The statement was significant in its declaration that City now "need to develop a holistic approach to all aspects of football at the club." If appointed, Pellegrini will seek to introduce the same technical football at all levels from youth sides to first XI, as he did at Spanish La Liga side Villarreal, and is expected to be less divisive than Mancini had become.
Mancini has been preparing for the possibility of dismissal by the club for some time. The Independent understands that he signed a pre-contract agreement with Monaco after talks about taking over for the 2012/13 season which left the French side confident that he would join them. It is unclear whether that still ties him to move to the Riviera, where his compatriot Claudio Ranieri may be replaced after the club's promotion to the country's top flight.
Monaco is his most likely destination. The club are seeking a top bracket manager to match their ambitions after promotion to France's top flight, which has already seem them close in on signing Radamel Falcao. Roma, where Mancini has a good relationship with the general manager Franco Baldini, is a less likely next destination, though Napoli is another possible candidate for Mancini's services. He will be in demand.

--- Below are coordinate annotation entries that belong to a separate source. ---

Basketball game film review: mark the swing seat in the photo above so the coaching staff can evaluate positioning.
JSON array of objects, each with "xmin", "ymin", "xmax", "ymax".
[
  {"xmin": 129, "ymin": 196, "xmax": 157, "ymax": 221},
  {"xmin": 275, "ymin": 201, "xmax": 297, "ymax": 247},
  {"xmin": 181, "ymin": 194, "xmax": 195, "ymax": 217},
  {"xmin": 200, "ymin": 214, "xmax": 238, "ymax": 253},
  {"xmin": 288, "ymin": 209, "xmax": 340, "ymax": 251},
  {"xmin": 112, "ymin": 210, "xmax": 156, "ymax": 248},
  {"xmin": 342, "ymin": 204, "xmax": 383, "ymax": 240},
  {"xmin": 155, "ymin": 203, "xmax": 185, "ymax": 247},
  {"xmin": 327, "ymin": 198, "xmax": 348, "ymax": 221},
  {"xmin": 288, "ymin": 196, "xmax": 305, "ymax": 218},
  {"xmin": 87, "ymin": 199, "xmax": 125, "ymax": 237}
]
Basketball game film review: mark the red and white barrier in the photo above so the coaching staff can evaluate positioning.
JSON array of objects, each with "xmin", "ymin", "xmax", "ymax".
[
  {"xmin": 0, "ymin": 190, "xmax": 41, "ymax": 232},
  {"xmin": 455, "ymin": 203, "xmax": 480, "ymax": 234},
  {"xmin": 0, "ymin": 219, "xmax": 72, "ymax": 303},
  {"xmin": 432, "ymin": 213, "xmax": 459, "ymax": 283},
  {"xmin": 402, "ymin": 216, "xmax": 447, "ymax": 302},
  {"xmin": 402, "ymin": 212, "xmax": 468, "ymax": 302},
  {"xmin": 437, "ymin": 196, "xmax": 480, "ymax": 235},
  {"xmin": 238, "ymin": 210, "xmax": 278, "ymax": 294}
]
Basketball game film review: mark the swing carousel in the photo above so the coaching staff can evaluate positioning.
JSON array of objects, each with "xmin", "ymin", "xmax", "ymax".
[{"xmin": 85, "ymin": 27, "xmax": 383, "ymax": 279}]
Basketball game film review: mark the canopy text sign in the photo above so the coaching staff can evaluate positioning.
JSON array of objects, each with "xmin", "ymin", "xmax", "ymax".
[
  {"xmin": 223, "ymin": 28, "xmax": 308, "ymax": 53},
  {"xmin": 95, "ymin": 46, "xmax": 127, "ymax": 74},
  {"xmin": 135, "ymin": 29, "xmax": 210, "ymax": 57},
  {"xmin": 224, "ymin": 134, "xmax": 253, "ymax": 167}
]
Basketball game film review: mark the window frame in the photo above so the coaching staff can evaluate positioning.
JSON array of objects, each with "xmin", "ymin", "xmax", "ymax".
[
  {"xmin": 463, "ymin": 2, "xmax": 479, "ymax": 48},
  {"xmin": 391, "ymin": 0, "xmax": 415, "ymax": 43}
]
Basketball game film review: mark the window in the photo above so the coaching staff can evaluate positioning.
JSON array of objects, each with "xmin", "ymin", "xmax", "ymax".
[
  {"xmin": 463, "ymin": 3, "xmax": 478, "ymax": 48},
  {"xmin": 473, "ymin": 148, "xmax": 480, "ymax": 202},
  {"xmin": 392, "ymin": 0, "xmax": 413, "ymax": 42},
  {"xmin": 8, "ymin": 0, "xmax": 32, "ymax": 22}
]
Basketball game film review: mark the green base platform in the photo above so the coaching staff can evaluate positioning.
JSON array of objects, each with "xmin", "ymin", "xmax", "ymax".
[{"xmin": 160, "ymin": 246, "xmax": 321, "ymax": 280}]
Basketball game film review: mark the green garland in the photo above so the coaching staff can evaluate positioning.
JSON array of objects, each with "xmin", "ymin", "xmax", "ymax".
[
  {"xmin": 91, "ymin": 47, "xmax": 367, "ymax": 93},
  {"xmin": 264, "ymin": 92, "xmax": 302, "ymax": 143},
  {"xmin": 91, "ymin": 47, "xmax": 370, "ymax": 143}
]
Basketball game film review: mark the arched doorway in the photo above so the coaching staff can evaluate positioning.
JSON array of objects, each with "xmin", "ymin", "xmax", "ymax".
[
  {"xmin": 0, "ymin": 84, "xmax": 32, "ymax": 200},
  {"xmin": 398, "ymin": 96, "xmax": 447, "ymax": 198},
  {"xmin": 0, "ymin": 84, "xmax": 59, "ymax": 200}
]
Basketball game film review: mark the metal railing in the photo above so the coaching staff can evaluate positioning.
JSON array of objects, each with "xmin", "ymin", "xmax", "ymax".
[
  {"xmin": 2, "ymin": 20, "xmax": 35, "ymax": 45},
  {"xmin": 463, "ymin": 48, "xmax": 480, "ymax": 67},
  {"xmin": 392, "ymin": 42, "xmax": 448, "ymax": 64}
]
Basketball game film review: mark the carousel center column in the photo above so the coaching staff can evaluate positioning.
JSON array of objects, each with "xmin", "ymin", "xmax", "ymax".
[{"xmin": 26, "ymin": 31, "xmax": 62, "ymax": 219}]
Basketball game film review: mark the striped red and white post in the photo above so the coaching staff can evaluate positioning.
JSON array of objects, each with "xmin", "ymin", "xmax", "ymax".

The future of the assistant Mancini hired, David Platt, and members of his Italian backroom team, will be decided in the coming days. With the Pellegrini discussions on-going, assistant Brian Kidd will lead the team's USA post-season trip next week. It may be next week before the Chilean's appointment is confirmed.
It was the leaking of the news about Pellegrini, late on Friday night, which persuaded al-Mubarak to speed up plans to resolve the Mancini issue. The club said on Monday night had met only one of the pre-season targets: qualification for next season's Champions League. The statement said it had been "a difficult decision for the owner, chairman and board" and the "outcome of a planned end of season review process."
Al Mubarak added: "Roberto's record speaks for itself, he has clearly secured the love and respect of our fans. He has done as he promised and delivered silverware and success."
Mancini and al-Mubarak's conversation on Sunday appears to have been cordial. Al-Mubarak flew back to Abu Dhabi on Monday and appears then to have been involved in a race to get the 'review' signed off, so allowing the formal dismissal of Mancini. The club's chief executive Ferran Soriano and sporting director Txiki Begiristain had gone to ground and may have been in discussions with Pellegrini, ahead of the announcement.
There is further evidence of the "holistic" approach in the revelation that four members of the club is parting company with four members of Academy staff including Jim Cassell - the once revered individual who managed City to triumph in the 2008 Youth Cup.
Cassell was eased aside several years ago, into a role in which he oversees the owners' international academies. But he is now to leave altogether, along with under-18s coach Adam Sadler, who wants to return to his native North-east, former City player Paul Power and head of education and coaching, Pete Lowe.
There has been a feeling amongst some players that the managerial position was in limbo, with some contractual business clearly on hold until end of season. Some have been told that kind of business will be sorted quickly at end of campaign. That the players did not sense that a change at the top was coming so imminently may be a reflection of how the owners did not anticipate the news leaking out.
City depart on Monday for their symbolically significant trip to the United States, in which they play Chelsea twice but are also present for the anticipated announcement of the Abu Dhabis' new MLS franchise.